Legal Question in Entertainment Law in California
I am interested to gather the public street and city addresses listed on IMDB.com to use for a commercial project. We'd use this content information as a starting point on which to build. According to IMDB's terms, all content on their website is copyrighted which might include street and city addresses.
http://www.imdb.com/help/show_article?conditions
However, is it possible that they have actually copyrighted this content?? I am interested in scraping the movie titles and address information for this commercial project except they explicitly say this is not permitted:
http://www.imdb.com/help/show_leaf?usedatasoftware
According to the following link, it's possible this content is covered under "Movie and Television Titles" but does not explicitly list street addresses:
http://www.imdb.com/licensing/index
Because I am not interested in paying the license fee at this time (and might consider it in the future it's a good investment), will it become a legal issue if I use the free data commercially assuming I am correct about it not being copyrighted? The data we can use is found here:
http://www.imdb.com/interfaces
So could you please clear this up for me so I can get a better understanding about what move I can make for my potential commercial project?
1 Answer from Attorneys
This is not a question that is really appropriate for this type of forum. What you should do is contact IMDB and discuss your situation with their lawyers and representatives. Somewhere in their terms and conditions, it should have an address and other contact information for you to reach the proper person.

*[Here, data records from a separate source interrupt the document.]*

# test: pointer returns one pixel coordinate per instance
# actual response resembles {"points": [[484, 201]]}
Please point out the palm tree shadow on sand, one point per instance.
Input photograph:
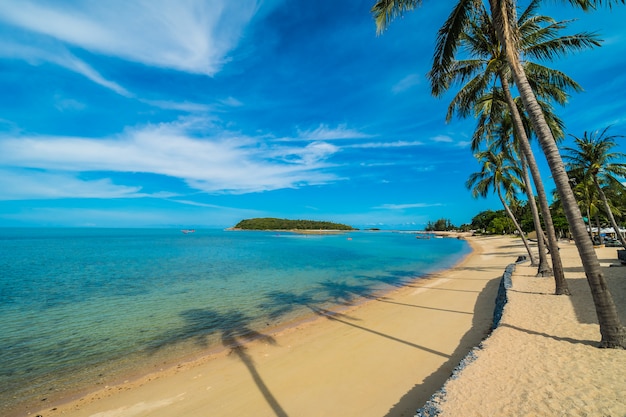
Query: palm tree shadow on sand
{"points": [[234, 330]]}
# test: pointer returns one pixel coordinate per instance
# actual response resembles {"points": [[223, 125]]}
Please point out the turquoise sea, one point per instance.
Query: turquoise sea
{"points": [[86, 307]]}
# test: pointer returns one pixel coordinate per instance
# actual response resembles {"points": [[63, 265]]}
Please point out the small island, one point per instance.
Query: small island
{"points": [[302, 226]]}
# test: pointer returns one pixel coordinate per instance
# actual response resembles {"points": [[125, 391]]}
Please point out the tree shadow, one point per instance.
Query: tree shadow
{"points": [[234, 330], [481, 326], [557, 338]]}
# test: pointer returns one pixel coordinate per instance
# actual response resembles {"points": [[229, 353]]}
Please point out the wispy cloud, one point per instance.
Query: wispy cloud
{"points": [[395, 144], [57, 54], [442, 139], [407, 206], [407, 83], [324, 132], [25, 184], [194, 36], [220, 163]]}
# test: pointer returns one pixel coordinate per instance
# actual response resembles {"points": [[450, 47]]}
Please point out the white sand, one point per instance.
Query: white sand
{"points": [[385, 357], [543, 359]]}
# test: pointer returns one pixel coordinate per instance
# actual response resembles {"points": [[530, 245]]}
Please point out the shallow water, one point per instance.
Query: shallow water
{"points": [[85, 306]]}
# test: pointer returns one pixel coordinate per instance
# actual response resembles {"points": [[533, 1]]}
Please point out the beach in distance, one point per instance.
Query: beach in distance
{"points": [[387, 354]]}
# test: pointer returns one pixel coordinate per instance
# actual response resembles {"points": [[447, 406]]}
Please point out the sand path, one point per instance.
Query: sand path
{"points": [[543, 359], [383, 358]]}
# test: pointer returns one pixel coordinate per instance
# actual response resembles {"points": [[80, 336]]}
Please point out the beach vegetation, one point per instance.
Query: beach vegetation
{"points": [[486, 94], [505, 23], [499, 173], [272, 223], [594, 163], [440, 225]]}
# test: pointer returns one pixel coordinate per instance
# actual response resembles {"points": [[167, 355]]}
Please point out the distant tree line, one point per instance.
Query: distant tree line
{"points": [[441, 225], [271, 223], [478, 55]]}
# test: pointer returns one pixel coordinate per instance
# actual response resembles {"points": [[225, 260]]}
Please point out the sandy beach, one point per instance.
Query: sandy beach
{"points": [[386, 357], [542, 360], [383, 357]]}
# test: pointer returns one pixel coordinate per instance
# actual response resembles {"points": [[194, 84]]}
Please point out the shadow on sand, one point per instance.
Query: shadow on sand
{"points": [[234, 330]]}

If you are asking whether street and city names may be registered for copyright protection the short answer is 'no.' However, compiling information into a database requires a great deal of work (which, I'm sure, is the reason you want to use one that's already constructed). The person who compiled the database does have the right to protect it and prevent others from taking it without payment. Courts would support that.
In simple terms: would you go to the trouble and expense of compiling addresses and cities, then give it to someone else to make money off of?